Take a good look at those pairs of opposing values. If we, as a polity are going to do anything to mitigate climate change, it will require our government to rely on all those values which are somehow threatening. Scientists and elite technocratic experts from the world over will be the primary architects of plans that will require a central government to be regulatory, mechanical, authoritative and instrumental. But what if the motivation to unleash government to do what it is good at doing is more religious (moral) than it is secular?
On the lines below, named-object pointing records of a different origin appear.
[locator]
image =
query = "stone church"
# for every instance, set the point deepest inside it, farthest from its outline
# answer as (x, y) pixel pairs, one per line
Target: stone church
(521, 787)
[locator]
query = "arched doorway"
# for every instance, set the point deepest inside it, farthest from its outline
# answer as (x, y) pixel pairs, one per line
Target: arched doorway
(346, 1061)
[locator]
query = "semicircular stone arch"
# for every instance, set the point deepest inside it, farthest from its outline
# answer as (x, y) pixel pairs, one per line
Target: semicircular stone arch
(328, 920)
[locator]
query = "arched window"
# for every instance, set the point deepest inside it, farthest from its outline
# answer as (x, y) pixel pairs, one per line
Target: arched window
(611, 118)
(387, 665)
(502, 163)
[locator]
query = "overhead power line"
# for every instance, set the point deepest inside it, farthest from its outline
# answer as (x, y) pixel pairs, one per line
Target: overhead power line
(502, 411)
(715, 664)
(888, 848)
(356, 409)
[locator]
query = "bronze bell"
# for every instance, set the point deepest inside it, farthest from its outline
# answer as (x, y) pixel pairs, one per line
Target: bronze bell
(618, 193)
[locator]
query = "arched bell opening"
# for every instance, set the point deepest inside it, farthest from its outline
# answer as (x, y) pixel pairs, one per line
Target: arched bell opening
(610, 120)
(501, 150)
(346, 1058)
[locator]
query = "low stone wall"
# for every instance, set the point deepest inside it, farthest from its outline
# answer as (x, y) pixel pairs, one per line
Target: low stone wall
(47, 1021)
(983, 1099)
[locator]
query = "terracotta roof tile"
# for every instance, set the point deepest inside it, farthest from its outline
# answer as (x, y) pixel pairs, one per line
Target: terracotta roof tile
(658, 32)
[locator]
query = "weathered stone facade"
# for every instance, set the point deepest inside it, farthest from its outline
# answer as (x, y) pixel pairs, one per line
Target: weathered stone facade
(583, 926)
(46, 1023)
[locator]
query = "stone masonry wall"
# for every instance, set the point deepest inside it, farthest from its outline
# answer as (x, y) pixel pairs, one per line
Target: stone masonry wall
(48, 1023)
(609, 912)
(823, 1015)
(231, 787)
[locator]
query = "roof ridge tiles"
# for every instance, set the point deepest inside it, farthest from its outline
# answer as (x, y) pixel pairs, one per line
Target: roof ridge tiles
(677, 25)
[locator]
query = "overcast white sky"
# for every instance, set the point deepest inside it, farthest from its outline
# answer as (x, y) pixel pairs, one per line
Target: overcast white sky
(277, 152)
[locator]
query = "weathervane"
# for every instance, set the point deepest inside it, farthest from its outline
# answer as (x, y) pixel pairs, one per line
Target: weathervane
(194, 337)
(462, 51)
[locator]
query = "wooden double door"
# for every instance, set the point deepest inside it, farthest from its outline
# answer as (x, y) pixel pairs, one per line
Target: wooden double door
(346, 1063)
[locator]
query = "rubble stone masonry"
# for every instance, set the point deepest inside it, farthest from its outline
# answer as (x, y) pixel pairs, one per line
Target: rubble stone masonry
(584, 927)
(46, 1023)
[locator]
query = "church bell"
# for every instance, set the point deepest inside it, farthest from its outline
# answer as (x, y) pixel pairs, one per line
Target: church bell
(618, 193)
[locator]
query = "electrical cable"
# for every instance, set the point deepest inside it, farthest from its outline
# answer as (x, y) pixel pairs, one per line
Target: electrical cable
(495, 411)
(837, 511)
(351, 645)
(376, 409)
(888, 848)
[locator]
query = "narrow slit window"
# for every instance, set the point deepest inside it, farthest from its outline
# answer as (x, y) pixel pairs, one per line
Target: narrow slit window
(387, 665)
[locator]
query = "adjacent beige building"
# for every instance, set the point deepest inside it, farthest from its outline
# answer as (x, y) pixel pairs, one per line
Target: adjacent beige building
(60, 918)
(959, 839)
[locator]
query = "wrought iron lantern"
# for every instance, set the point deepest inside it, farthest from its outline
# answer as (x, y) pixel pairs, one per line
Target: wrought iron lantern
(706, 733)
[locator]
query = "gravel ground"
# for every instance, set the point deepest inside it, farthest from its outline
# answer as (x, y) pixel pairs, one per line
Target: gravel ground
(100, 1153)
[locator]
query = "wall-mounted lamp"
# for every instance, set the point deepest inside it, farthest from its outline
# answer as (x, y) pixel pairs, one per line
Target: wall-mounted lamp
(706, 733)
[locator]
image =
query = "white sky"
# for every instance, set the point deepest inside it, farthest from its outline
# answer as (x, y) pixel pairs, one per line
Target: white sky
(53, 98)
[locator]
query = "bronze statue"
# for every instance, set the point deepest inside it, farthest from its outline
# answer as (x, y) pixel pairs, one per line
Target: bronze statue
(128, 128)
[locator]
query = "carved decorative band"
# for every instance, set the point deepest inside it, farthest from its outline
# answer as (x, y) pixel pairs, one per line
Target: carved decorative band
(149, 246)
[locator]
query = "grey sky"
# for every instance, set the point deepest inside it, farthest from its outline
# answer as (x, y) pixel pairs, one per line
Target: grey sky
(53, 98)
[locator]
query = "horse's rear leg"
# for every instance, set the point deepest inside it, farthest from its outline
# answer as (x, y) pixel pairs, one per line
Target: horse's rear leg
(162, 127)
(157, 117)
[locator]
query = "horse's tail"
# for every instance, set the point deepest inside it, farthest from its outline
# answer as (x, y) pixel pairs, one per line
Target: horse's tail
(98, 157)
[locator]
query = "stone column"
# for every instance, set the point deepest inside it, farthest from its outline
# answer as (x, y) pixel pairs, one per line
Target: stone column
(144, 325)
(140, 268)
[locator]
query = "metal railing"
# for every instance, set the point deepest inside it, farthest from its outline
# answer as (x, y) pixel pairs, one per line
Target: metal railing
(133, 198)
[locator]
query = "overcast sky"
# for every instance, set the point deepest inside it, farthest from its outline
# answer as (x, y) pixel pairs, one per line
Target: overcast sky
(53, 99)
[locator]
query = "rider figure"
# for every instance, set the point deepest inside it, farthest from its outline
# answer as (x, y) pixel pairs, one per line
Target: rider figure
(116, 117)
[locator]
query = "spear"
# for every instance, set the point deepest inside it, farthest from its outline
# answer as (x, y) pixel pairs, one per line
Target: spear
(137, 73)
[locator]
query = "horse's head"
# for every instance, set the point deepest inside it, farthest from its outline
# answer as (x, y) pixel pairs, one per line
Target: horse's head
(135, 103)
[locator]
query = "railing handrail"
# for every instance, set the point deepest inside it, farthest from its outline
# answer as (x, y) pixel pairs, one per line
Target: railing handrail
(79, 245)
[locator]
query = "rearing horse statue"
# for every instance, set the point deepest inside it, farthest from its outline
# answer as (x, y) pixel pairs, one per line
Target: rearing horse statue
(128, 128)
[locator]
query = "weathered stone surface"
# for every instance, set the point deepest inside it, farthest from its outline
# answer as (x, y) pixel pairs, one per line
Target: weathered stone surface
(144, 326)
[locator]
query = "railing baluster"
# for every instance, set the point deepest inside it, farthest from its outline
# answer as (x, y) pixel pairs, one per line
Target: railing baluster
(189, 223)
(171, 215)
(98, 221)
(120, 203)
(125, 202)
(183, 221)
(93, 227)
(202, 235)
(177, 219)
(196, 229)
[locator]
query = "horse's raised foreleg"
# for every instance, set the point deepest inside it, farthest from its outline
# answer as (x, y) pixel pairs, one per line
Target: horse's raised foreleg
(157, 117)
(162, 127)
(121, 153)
This “what if” is behind George Will’s furious rearguard action. By denying any scientific validity to the anthropogenic roots of climate change, he hopes to deny science the moral high ground in a debate that he feels should be restricted to the consideration of the morality of reducing his potential wealth. Any proposed responses to climate change are simply clever liberal ruses to pick his pocket.

George Will is not a zombie or a loon but he is an authentically fearful, provincial and amateur American climate scientist.